Tuesday, April 16, 2013 - 4:00pm

Event Location: 

  • Broida 1640

Event Contact: 

Refreshments served at 3:40


Olivier Guyon - University of Arizona and Subaru Observatory

Directly imaging exoplanets is both scientifically exciting but notoriously challenging. Scientifically, obtaining images of rocky planets in the habitable zones of stars is key to finding if and how life developed outside the solar system. Large-scale biological activity can modify the chemical composition of the planet's atmosphere and its surface properties, both of which can be studied by spectrophotometry. The measurement is however extremely challenging, as the planet light is considerably fainter that the host star's light, and the angular separation between the two objects is about 0.1 arcsecond or less.

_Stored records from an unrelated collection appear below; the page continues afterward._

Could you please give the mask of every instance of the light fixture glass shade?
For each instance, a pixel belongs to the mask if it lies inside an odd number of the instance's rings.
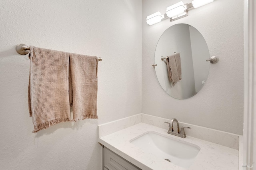
[[[180,1],[177,4],[167,7],[166,15],[169,18],[173,17],[184,12],[184,11],[186,9],[184,3],[182,1]]]
[[[193,6],[195,8],[206,5],[210,2],[212,2],[214,0],[193,0],[192,1]]]
[[[159,12],[156,12],[147,17],[147,23],[151,26],[160,22],[164,16]]]

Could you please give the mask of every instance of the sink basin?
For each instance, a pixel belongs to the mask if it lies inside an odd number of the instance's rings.
[[[130,142],[146,152],[186,168],[192,164],[200,150],[200,147],[194,144],[152,132],[132,139]]]

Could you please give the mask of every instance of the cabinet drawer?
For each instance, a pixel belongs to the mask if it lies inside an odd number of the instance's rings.
[[[105,147],[104,166],[109,170],[142,170]]]

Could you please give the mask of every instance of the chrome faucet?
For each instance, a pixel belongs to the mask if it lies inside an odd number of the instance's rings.
[[[172,119],[170,122],[170,123],[167,122],[164,122],[164,123],[169,124],[169,130],[167,132],[168,133],[183,138],[185,138],[186,136],[184,128],[190,128],[189,127],[182,127],[181,129],[180,129],[180,128],[179,128],[179,123],[178,122],[178,121],[175,118]],[[176,125],[177,125],[177,128],[174,128],[173,124],[174,123],[176,123]]]

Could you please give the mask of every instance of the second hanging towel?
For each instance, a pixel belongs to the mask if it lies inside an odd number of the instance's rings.
[[[69,99],[73,120],[98,119],[98,57],[70,54]]]

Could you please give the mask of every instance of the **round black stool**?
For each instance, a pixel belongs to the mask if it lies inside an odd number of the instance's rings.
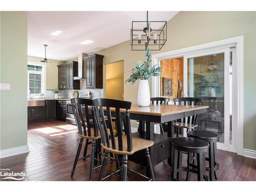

Conventional imaging systems cannot overcome the high star to planet contrast, and unusual optics are required for imaging exoplanets. I will describe such systems (coronagraphs) and the upcoming scientific opportunities associated with their deployment on ground-based telescopes and in space. I will show that ground-based extremely large telescopes (ELTs) will have the ability to directly image and spectroscopically characterize rocky planets in the habitable zones of nearby M-type stars, thus providing scientific evidence for (or against) the presence of life outside our solar system. Space telescopes operating in optical light are well suited to target Earth-like planets around Sun-like stars.